Hype – wasn’t really innovative in the first place
Sense of classroom being out of control
Insensitive to the risks students take when they’re online
Unaware of the ways in which we continue to disadvantage the underrepresented (digital divide – like a sink hole vs digital redlining - active verb)
A 2016 Center for Public Integrity investigation revealed that, across the nation, communities with median household incomes below $34,800 are five times more likely not to have access to broadband than households in areas with a median income above $80,700. This means that over 30 million Americans — the majority of them in areas with a median household income below $47,000 a year — don’t have access to broadband. Such stark disparities equate to a second-class experience where common applications like streaming video, graphics and downloading larger files, as well as online job applications, research and banking functions, are either compromised or negated. This skewed process known as ‘digital redlining’ involves discrimination against Black and lower-income communities in the offering of broadband or upgraded services.
As opposed to its later digital manifestation, the practice of redlining is commonly traced back to its institutional beginnings with the National Housing Act of 1934 when the Home Owners Loan Corporation, on behalf of the Federal Home Loan Bank Board, produced city maps with color-coded areas to differentiate loan policies.
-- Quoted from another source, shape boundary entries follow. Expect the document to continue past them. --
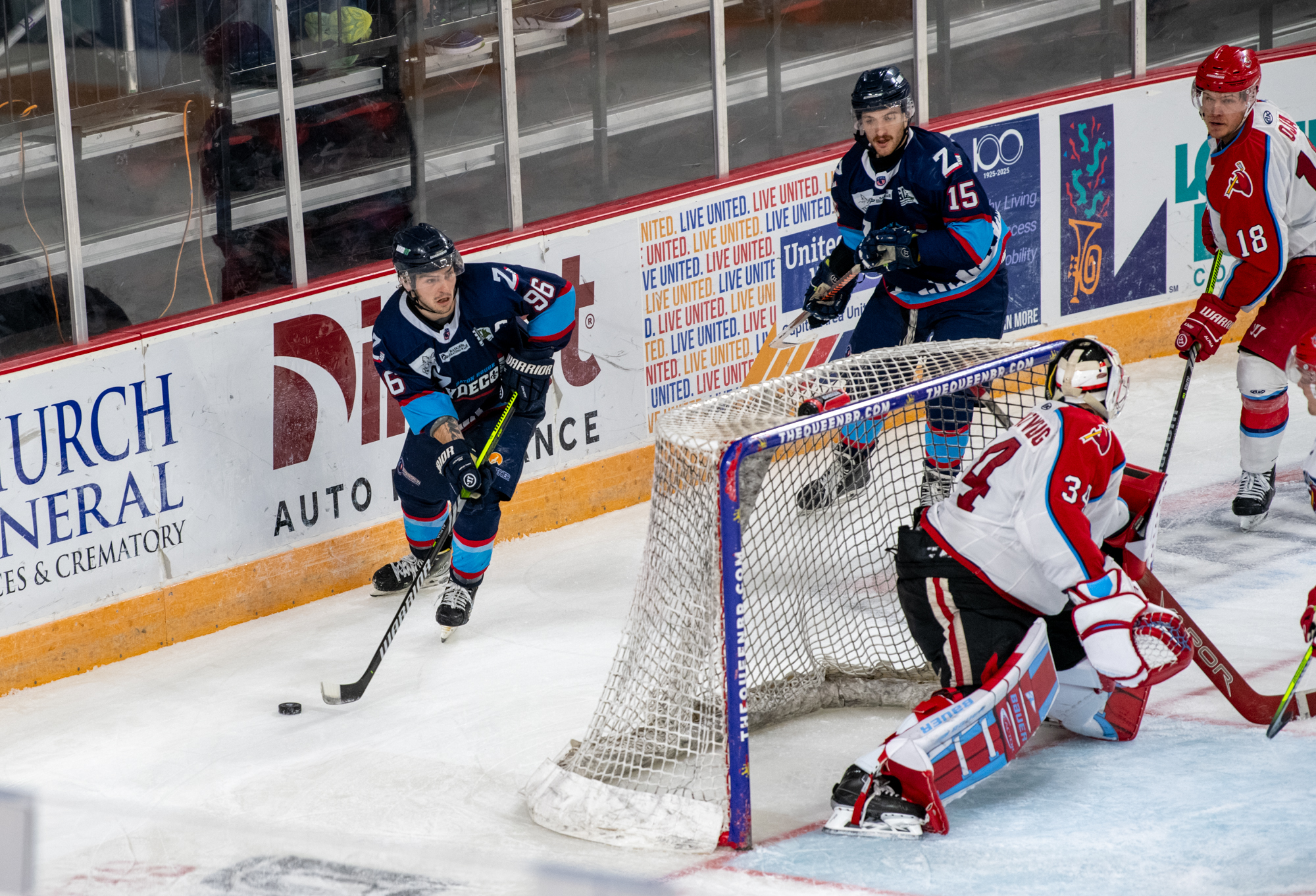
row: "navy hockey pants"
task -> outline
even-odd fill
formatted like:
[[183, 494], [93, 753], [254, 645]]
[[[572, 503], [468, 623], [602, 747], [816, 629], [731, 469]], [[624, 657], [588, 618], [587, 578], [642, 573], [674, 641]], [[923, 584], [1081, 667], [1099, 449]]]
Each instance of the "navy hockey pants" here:
[[[1000, 339], [1005, 332], [1009, 303], [1009, 274], [1004, 265], [982, 289], [962, 299], [950, 299], [919, 308], [916, 343], [944, 343], [953, 339]], [[904, 341], [909, 329], [909, 308], [886, 294], [883, 287], [869, 299], [850, 337], [850, 354], [874, 348], [890, 348]], [[924, 460], [938, 469], [958, 470], [969, 447], [969, 424], [976, 402], [967, 391], [942, 395], [928, 402]], [[853, 448], [870, 448], [882, 435], [880, 422], [851, 423], [841, 430], [841, 440]]]
[[[909, 632], [941, 676], [942, 688], [969, 693], [1005, 664], [1028, 634], [1037, 613], [1011, 603], [959, 564], [921, 527], [900, 527], [896, 539], [896, 594]], [[1086, 656], [1073, 605], [1046, 619], [1057, 669]]]
[[[503, 519], [501, 502], [516, 491], [525, 462], [525, 448], [534, 435], [534, 426], [544, 419], [513, 414], [503, 427], [495, 452], [486, 462], [495, 469], [495, 486], [462, 507], [453, 526], [453, 574], [467, 582], [483, 580], [494, 553], [494, 539]], [[488, 416], [463, 432], [466, 444], [476, 455], [494, 431], [496, 416]], [[403, 524], [412, 553], [424, 557], [447, 524], [449, 503], [457, 491], [436, 466], [442, 445], [429, 435], [407, 432], [403, 455], [393, 468], [393, 488], [403, 506]]]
This color-coding was both figurative and literal as groups like African-Americans, Arabs and Eastern Europeans were financially “quarantined” from mortgages and related financial services.
Digital redlining also is a question of equitable access to timely services and resources. Discriminatory treatment regarding access to online services widens the digital divide and has consequences that go far beyond an after-school Internet search. Limiting access to knowledge and resources in communities that desperately need both to transform themselves is, at least, unethical and, at most, unlawful.